Kapitel 11

Die Zeit ist nicht mein Freund, also lege ich die Grundregeln fest. „Hör zu. Ich versuche, hier rauszukommen, okay? Du kannst mitkommen, wenn du willst, aber kein Herumschleichen mehr im Schatten. Und definitiv kein Anspringen mehr. Wenn ich mir den Knöchel verstauche, komme ich hier nie raus. Verstanden?"

Nicht einmal ein Zucken seiner Ohren zeigt Anerkennung.

Er muss ein Gestaltwandler sein. Es gibt keine Möglichkeit, dass irgendein zufälliger, leuchtender Wolf einfach so allein in der Wildnis existiert.

„Du bist ein Abtrünniger, oder?"

Ohrenzucken.

Ich schätze, das ist seine Art, ja zu sagen. „Okay. Ich weiß nicht, warum du dich nicht verwandelst, aber das geht mich nichts an. Entweder hilfst du mir oder bleibst mir aus dem Weg. Das ist alles, worum ich bitte."

Kein Ohrenzucken, kein Schwanzwedeln oder irgendeine Veränderung in seiner Körpersprache.

Fein. Antworte nicht. Zu zweit können wir das Schweigespiel spielen.

Ich wende meine Aufmerksamkeit wieder meiner Mission zu und schaue mich um. In welche Richtung bin ich gegangen?

Nach Osten, weil ich Richtung Stadt nach Osten muss. Aber welche Richtung ist Osten? Jetzt, wo ich völlig durcheinander bin, bin ich mir nicht sicher. Die Sterne lugen durch die Zweige über mir, aber ihre Muster bedeuten mir nichts. Das ist definitiv etwas, was wir im Training behandelt haben und was jetzt hilfreich zu wissen wäre.

Meine Füße knirschen über totes Laub, als ich eine Richtung wähle, die richtig erscheint, und losgehe. Die massiven Pfotenschritte des Wolfes hinter mir pausieren. Ein tiefes Grummeln lenkt meine Aufmerksamkeit zurück zu ihm, als er sich um mich herumwindet.

Er pflanzt sich in meinen Weg und blockiert den Weg nach vorne.

„Was jetzt?"

Sein Kopf neigt sich nach rechts, die Ohren nach vorne gespitzt.

„Diese Richtung?"

Noch ein Ohrenzucken. Fortschritt.

Ich ändere den Kurs und folge seinem Vorschlag. Die Spannung in meinen Schultern lässt nach, als er neben mir her läuft. Sein ätherisches Leuchten bietet besseres Licht als meine sterbende Taschenlampe es je tat.

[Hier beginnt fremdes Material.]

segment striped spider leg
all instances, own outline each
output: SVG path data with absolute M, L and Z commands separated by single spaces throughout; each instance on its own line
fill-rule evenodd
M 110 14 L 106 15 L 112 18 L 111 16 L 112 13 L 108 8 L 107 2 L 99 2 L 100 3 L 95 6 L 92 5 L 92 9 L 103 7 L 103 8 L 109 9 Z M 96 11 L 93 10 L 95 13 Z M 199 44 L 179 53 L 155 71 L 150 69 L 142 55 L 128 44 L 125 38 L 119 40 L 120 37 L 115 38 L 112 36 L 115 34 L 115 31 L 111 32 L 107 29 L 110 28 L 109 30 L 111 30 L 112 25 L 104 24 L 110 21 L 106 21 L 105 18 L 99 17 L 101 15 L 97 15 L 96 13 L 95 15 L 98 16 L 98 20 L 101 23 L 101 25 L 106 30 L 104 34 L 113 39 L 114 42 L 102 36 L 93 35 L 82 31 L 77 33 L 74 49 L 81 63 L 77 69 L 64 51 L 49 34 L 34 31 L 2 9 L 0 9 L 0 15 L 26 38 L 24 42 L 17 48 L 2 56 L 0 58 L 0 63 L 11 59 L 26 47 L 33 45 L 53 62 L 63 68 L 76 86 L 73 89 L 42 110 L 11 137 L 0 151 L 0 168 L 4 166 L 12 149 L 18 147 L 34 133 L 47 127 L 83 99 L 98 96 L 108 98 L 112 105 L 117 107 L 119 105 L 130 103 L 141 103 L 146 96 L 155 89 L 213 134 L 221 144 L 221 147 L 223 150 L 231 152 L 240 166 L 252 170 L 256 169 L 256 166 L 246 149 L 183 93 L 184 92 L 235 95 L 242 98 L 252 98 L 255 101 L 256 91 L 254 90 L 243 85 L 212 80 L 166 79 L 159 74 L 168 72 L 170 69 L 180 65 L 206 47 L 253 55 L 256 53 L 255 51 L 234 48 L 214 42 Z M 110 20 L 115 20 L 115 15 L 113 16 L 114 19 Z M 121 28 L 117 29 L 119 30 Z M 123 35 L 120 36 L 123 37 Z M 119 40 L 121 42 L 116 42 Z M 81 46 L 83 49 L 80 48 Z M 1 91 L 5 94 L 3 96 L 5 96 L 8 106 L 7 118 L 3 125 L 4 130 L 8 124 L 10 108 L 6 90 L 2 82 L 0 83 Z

Meine Hand streckt sich aus und streicht über seine Seite. Das Fell fühlt sich weicher an als erwartet, fast seidenartig zwischen meinen Fingern. Er zieht sich nicht zurück.

Seine Anwesenheit hält das Schlimmste meiner Ängste in Schach und wiegt mich in Sicherheit.

„Ich bin auf dem Weg nach Sterling City", sage ich und breche nach einer Weile die Stille. „Es ist die nächste menschliche Siedlung, die ich kenne. Sollte ungefähr östlich vom Rudel-Territorium sein."

Nicht sicher, wie weit östlich, aber ich weiß, dass es nicht weit ist – mit dem Auto. Zu Fuß ist das eine andere Geschichte.

Sein gleichmäßiger Schritt gerät nie ins Stocken.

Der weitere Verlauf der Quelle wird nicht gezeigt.